Спор их снова откладывается до весны. И, я знаю, уже не в первый раз…
Потом я веду Семена к могилам. Расчищенной, широкой тропой мы поднимаемся на сопку и останавливаемся перед свежевыкрашенным зеленым штакетником, в прямоугольнике которого стоят основательно подновленные нами два темно-красных обелиска с серебристыми звездочками наверху. Семен сдергивает с головы свою форменную фуражку с ведомственной эмблемой и долго стоит так, глядя на черные пустые таблички. Потом говорит:
— Ребят я этих не знал, не привелось видеть. А что тут раньше написано было, помню. На левом —
Когда мы уже собрались уходить и Семен надел фуражку, его вдруг прошибла скупая слеза. И, кивнув на обелиск, он сказал:
— А это ты дело сделал. Настоящее человеческое дело…
Поздно вечером мы наконец остаемся с Рогозным в канцелярии одни. Играет музыка. В динамиках нашей батарейной «Родины» разливается томный красивый бас, тот самый, который еще так недавно доводил меня до меланхолии. И Рогозный спрашивает:
— Ну как тут воевал без меня, комиссар?
— Ничего, с переменным успехом, — помедлив, отвечаю я. — А вообще — порядок в пограничных войсках!
Он улыбается:
— Видел, лихо вы выгнали японца из бухты. Чем это ты его так напугал?
— Своим видом… — отшучиваюсь я, хотя это не так уж и далеко от истины.
СБОРЫ
Вот мы и снова вместе. Даже не верится. Правда, не все. Нет Вальки. Не повезло, бедняге, с оказией. Тут у нас, на Курилах, все, что двигается по морю и летает по воздуху, называется оказией, с непременной прибавкой впереди — счастливая. Мне лично оказии не требуется. Я протопал ножками свои полторы сотни километров — и в отряде. А все остальное — детали. Что море штормило и непропуск на «Нелюдимом» устроил нам легкий душ, что «Любовь» заставила трижды пропотеть, а «Осыпи» нагнали страху своим камнепадом — все это детали. Кто про них сейчас станет вспоминать? Главное, мы снова вместе и нам хорошо. До потери пульса, как говорит Дима Новиков.
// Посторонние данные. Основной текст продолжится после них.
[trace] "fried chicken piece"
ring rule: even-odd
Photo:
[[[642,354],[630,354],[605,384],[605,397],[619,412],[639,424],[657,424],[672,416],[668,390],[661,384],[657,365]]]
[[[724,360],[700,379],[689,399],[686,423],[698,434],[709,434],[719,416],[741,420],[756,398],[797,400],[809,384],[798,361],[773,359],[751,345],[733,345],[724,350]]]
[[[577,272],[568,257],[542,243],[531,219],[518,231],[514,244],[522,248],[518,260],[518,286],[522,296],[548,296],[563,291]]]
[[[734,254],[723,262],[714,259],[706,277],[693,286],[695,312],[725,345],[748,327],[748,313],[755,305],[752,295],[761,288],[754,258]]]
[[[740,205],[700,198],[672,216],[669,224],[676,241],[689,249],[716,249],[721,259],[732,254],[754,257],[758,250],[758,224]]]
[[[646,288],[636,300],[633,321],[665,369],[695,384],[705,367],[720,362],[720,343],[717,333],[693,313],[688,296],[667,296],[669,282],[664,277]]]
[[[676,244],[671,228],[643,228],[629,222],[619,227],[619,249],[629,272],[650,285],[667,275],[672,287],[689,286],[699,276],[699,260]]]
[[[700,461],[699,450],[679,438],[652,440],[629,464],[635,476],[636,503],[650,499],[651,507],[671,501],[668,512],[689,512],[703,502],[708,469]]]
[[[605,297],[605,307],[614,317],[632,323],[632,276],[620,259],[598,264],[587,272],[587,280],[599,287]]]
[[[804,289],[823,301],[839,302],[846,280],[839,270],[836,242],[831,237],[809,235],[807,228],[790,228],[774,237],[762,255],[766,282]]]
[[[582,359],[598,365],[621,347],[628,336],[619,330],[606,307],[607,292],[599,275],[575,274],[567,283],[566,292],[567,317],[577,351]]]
Мы, как всегда, много шутим и подначиваем друг друга, но даже в этом чувствуется, как каждый истосковался по этой встрече. Особенно достается Новикову, который заметно раздобрел на казенных харчах. Он сразу попадает под наш перекрестный огонь. Дима отбивается, как может:
— Что вы, ребята! У меня стабильный римский вес.
— Ну и живот! Нет, вы только посмотрите!
— Это не живот, это опущение груди, — не сдается Димка под дружный наш хохот.
— С каких это пор грудь можно коленкой пнуть? — Это Стас.
— Пора, кажется, знать, у мужчины все, что выше колен, — грудь, — парирует Димка.
— Нет, Новиков, ты теперь не Новиков, а мешок здоровья, — резюмирует Тарантович.
— А что толку, что ты худой, как «мессершмитт».
— Дима, французы говорят — «хороший петух всегда тощий», — подбрасываю я полено в огонь.
— Зато у полинезийцев тучность — признак красоты. Вот так, Андрюша.
Нет, Новикова голыми руками не возьмешь. Мы оставляем его в покое.
— Стас, у тебя такой вид, будто ты командуешь по крайней мере комендатурой. — Это уже Димка переходит в наступление.
— Комендатурой, положим, рановато, а вот заставой уже второй месяц, — отвечает Стас не без гордости.
— Ба, прости, не знал! Растут же люди!
— Андрей, что это с тобой произошло? — Это уже Стас ко мне. — Ты утратил свое самое привлекательное качество — перестал краснеть.
— Он — злопыхатель, — приходит мне на помощь Новиков. — Красней, Дмитриев, на здоровье. Стыд — самое революционное чувство. Маркс сказал.
— А как там Валька? — вдруг спрашиваю я, и смех вокруг смолкает.